Taking a cue from Honduras, Gruber plans to teach his lemon sharks at Bimini, where there is also a lionfish problem, to hunt the invasive species too. And, he says, the lemon sharks may even do a better job: "Lemon sharks are really adaptive at sticking their heads under crevices and sucking stuff out down there. They don't grab 'em or bite 'em, they actually suck them."
There are, of course, limitations to this method of controlling a species gone wild. The reef and lemon sharks are non-pelagic, meaning they stick within the few miles that make up their reefs and don't travel far. And even if the sharks do take to eating lionfish, scientists agree it's not possible to exterminate them all. "Eradication is rarely a viable option for most invasive species because they just become too abundant, too quickly," says Al Dove, an invasive species expert and Senior Scientist at the Georgia Aquarium. "Usually resource managers look to control the problem and to help the ecosystem find a new balance where the invader is suppressed and plays a minor role, rather than overwhelming everything else."
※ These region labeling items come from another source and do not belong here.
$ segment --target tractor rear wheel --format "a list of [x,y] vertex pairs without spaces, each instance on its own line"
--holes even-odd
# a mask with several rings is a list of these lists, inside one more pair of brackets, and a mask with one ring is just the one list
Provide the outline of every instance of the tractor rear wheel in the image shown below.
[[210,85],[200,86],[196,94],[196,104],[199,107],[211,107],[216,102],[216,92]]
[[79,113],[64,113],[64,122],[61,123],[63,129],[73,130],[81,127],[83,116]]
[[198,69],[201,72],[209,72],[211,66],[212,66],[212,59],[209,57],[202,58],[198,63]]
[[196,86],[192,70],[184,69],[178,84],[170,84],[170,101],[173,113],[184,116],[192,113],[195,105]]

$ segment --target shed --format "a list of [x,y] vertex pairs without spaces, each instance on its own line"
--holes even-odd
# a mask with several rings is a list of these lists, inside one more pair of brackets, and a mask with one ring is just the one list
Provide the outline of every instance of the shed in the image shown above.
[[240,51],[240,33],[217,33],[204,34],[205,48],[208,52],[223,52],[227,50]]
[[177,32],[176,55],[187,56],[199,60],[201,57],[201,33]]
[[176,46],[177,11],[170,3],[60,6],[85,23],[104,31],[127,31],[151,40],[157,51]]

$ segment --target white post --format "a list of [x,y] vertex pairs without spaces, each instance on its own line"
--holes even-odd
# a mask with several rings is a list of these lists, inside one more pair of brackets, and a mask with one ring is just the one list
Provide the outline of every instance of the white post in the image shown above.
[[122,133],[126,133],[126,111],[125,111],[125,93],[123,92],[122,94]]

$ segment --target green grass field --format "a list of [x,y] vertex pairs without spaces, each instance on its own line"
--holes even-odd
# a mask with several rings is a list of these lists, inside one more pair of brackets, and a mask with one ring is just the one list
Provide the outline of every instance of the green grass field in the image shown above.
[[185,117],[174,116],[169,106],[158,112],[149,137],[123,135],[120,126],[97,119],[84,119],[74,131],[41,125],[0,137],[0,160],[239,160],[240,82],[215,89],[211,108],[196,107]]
This is the hope at Roatan, and so far their efforts seem to be paying off. Divers report the numbers of large lionfish are down in areas where the sharks live, though they are yet to see sharks consistently feed on the lionfish without human intervention. (Gruber points out, however, that for most species of sharks, it's rare for humans to observe shark predation unless they're personally feeding them.) In April, Grazzia Matamoros, the director of Roatan Marine Park, wrote to TIME with more good news: moray eels are also starting to get in on the lionfish action. Perhaps nature herself is taking care of business.